The person which registers for a Layer2 Smoove account maintains ownership of the provided personally identifiable information and is eligible to retrieve it or demand deletion at any time, by contacting us at sales@layer2.pro. Access to the data is restricted to Layer2 employees who work on maintaining, supporting or administrating Layer2 Smoove. All Layer2 personnel with access to personally identifiable information is trained in privacy protection and has signed a confidentiality agreement. We are advised by a data protection supervisor. Processing of the data is performed at European Microsoft Data Centers and at the Layer2 GmbH site in Hamburg, Germany. We commit to report data breaches to the supervisory authority and affected customers, who will be contacted using the email address of their account.

The following personally identifiable information will be stored as long as you have a Layer2 Smoove account:

• Email address
• Surname
• Given name
• Phone number
• Company
• Country

Hosting and Physical Security

To keep your data secure and private, we store all data encrypted using 256-bit AES. We host Layer2 Smoove in the Microsoft Azure cloud, in data centers located in Europe. Microsoft strives to provide the best security and protection in their cloud offerings. The Azure platform provides a lot modern industry standard security measures by default. Microsoft Azure Cloud servers run in secure data centers, and access to them is restricted to authorized personnel only. Microsoft Azure Cloud implements the best security practices and complies with a wide set of national, regional, and industry-specific requirements and security standards. Including, but not limited to SOC 2, ISO 27001.

Network Security

Access to the Layer2 Smoove system is restricted to the Hypertext Transfer Protocol Secure (HTTPS), so the all data transmissions are encrypted by TLS end-to-end encryption with strong encryption keys of 128 bits or more. All interactions between our web-interface and backend Application Programming Interfaces (APIs) are also HTTPS-protected.

Authentication

We allow signing in by creating an account with username and password. Passwords are not stored on Layer2 servers, only the a secure hash is stored.

Third party systems

For authentication on third party systems, we use the secure industry standard Open Authentication 2.0 protocol (OAuth 2.0). This ensures that you do not have to provide any of your third party system credentials to Layer2 Smoove. Access to the third party system is therefore restricted to what you have consented to and is revokable at any time.
By connecting systems from third parties and thus transferring data from and to them, you agree that these are out of the scope of this privacy policy. Layer2 GmbH denies any responsibility for the security of data which is stored in those third party systems.

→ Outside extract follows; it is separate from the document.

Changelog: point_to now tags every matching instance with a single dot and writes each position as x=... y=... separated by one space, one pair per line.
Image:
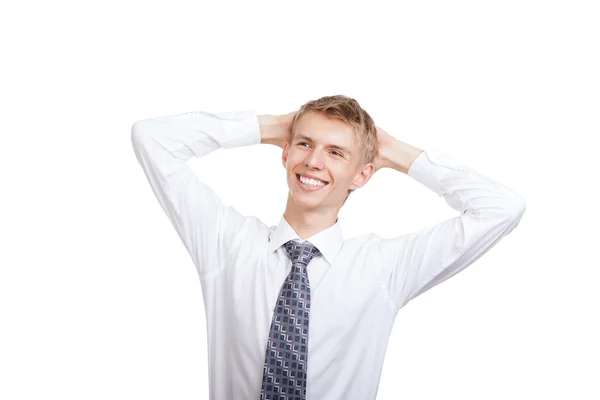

In order to provide access to Layer2 Smoove, we may collect the following types of information:

Cookies

While you use Layer2 Smoove, we may send a small file to your browser to identify it. This is called a "cookie". We use this identification to improve the quality of our service. We do not link this information with any of your account data, so that it remains anonymous.

Log information

During your interaction with Layer2 Smoove, we collect information about web requests, which includes the time, Internet Protocol adress, browser type and parts of the data wich is transferred. These logs are used to identify and fix failures and provide support. They are stored for maximum period of 30 days and they will be deleted completety afterwards. 

User communications

Emails that you send to us are stored to provide support and enable us to process your inquiries.